In this paperhttps://www.researchgate.net/publication/269404928_Periodic_solutions_for_nonlinear_evolution_equations_with_non-instantaneous_impulses authors prove the existence and stability of the solutions of the following first order linear non-instantaneous impulsive evolution equation:
$u'(t)=Au(t)~~ t\in[s_i,t_{i+1}],\,i\in\mathbb{N_0}:=\{0,1,2,...\}$
$u(t_i^+)=(E+B_i)u(t_i^-),\,\,i\in\mathbb{N}:=\{1,2,...\},$
$u(t)=(E+B_i)u(t_i^-),\,\, t\in(t_i,s_i],\,\, i\in\mathbb{N},$
$u(s_i^+)=u(s_i^-),\,\, i\in\mathbb{N}$
where $A:D(A)\subseteq X\rightarrow X$ is the Generator of a $C_0$-semigroup $\{T(t)\}_{t\geq 0}$ on a Banach space $X$ with a norm $\|.\|,\,B_i:X\rightarrow X,\,i\in\mathbb{N}$ is bounded linear operator,the sequences $\{s_i\}_{i\in\mathbb{N_0}}$ and $\{t_i\}_{i\in\mathbb{N_0}}$ are satisfied with the relation $t_i<s_i<t_{i+1},\,i\in\mathbb{N}$ and set $t_o=s_0=0$. Moreover $E$ denotes the standard identity.

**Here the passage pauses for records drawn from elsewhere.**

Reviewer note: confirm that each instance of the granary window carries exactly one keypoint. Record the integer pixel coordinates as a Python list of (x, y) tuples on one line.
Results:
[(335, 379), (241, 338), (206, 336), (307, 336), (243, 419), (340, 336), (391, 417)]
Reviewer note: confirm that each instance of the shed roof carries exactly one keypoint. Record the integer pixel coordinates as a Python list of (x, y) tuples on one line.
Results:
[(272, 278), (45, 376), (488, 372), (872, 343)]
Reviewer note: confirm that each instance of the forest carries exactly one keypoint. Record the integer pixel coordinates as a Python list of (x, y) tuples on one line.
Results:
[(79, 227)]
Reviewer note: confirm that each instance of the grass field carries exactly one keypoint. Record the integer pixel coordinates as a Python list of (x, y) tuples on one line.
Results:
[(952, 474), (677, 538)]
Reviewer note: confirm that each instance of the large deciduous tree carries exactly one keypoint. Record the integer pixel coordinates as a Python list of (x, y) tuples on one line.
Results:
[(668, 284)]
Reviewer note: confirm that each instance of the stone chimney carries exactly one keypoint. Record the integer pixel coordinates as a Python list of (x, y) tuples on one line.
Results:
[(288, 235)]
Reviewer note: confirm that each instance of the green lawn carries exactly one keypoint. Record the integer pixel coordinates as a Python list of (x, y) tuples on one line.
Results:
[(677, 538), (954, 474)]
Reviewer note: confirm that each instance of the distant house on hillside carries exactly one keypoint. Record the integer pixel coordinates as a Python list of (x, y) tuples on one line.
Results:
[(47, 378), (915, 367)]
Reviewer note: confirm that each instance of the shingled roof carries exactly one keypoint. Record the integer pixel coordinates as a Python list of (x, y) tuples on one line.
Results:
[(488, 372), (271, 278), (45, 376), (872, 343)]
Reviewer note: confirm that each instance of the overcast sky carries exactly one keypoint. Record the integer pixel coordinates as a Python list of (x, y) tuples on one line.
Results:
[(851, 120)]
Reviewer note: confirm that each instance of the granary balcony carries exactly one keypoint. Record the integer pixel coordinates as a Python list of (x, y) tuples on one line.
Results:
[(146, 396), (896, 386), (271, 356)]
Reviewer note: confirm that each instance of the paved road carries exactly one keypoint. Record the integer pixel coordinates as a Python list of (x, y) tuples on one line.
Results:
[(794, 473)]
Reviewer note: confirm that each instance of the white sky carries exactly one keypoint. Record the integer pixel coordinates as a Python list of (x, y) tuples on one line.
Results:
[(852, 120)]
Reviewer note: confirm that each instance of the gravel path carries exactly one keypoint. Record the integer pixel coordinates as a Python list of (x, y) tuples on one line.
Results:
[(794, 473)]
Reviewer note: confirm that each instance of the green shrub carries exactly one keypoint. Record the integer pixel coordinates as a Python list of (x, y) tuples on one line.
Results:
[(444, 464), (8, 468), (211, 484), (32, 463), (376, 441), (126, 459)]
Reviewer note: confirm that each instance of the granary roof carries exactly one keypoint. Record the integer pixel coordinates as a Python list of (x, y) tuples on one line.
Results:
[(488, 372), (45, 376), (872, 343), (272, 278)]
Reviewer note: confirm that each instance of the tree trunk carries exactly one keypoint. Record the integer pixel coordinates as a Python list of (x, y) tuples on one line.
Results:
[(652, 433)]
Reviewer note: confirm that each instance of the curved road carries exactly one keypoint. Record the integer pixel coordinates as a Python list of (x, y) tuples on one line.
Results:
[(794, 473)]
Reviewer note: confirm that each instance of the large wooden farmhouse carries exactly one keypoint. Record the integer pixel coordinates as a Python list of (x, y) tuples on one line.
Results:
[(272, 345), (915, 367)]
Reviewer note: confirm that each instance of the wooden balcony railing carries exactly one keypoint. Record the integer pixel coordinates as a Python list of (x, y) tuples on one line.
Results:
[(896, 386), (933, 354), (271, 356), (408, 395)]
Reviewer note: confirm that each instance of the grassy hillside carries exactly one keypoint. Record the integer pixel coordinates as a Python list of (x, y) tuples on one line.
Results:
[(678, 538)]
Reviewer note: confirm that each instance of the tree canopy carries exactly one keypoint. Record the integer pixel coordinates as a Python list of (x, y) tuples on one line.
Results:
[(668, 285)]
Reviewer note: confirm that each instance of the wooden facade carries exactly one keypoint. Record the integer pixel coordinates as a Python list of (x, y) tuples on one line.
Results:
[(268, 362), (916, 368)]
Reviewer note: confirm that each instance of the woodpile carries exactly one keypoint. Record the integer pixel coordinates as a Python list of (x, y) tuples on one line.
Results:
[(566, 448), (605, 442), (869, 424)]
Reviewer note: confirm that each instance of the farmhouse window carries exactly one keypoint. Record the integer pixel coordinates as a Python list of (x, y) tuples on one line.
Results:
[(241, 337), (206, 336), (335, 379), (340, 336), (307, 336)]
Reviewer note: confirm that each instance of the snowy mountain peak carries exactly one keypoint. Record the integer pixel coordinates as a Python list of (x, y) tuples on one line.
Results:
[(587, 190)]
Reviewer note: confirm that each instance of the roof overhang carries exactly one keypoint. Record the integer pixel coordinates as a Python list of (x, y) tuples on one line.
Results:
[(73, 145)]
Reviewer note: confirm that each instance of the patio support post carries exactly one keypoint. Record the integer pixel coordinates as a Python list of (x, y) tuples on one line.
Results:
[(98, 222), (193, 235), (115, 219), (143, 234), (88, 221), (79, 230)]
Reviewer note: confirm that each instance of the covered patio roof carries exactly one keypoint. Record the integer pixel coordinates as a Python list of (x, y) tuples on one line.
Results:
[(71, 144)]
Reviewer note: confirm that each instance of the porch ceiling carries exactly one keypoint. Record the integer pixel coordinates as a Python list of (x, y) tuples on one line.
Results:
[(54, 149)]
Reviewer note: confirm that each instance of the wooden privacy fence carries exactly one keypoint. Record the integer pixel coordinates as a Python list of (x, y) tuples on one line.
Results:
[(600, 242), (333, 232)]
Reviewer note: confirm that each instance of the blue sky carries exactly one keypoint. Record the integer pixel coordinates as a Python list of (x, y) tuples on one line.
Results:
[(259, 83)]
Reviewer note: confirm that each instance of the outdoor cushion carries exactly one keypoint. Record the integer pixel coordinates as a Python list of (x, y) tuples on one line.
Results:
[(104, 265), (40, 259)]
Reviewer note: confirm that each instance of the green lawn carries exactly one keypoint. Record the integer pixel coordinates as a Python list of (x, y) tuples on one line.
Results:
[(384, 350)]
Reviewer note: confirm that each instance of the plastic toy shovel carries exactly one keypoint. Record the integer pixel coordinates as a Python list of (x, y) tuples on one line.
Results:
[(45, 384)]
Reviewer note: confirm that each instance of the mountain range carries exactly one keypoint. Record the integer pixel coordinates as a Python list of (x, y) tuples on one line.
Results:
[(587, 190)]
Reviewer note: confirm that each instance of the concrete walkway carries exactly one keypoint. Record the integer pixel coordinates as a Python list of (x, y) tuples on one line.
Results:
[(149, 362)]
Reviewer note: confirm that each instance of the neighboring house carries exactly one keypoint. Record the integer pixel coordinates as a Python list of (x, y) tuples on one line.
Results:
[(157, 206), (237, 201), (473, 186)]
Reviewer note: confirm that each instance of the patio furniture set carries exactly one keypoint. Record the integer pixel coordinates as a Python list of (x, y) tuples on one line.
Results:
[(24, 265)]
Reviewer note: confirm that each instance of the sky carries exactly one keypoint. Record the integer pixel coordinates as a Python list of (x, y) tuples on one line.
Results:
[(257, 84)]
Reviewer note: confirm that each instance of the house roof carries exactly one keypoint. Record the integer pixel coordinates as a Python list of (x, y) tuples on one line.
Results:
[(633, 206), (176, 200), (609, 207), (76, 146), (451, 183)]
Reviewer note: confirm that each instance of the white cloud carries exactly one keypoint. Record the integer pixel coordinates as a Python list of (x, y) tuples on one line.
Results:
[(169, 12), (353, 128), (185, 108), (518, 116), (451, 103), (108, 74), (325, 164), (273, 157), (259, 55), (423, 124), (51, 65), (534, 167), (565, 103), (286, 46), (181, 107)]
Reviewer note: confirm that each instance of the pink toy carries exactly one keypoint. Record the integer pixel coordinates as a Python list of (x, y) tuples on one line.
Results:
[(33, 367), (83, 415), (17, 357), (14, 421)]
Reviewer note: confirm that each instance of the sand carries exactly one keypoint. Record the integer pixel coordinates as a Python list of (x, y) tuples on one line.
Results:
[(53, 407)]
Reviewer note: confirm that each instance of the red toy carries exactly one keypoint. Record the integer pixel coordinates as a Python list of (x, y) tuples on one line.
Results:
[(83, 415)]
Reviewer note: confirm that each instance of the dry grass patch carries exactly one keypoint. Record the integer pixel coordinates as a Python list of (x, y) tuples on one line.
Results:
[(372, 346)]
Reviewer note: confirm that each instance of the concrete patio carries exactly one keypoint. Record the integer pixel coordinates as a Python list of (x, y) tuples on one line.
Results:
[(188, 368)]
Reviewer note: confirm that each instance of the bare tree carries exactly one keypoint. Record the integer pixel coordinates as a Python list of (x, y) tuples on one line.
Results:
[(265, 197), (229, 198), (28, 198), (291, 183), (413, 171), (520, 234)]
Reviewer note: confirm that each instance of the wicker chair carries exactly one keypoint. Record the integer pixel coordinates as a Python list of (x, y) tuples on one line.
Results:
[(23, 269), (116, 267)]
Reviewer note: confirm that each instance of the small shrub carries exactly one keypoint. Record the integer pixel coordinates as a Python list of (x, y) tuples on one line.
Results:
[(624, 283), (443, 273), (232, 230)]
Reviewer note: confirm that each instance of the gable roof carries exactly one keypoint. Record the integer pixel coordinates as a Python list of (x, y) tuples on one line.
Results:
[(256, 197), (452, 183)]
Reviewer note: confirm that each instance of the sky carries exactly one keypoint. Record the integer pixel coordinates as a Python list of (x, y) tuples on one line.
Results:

Now, I am motivated to learn about the physical phenomena which can be described by this mathematical model. Therefore, please guide me to the literature where I can find the application of the above mentioned system of non-instantaneous impulsive evolution equations.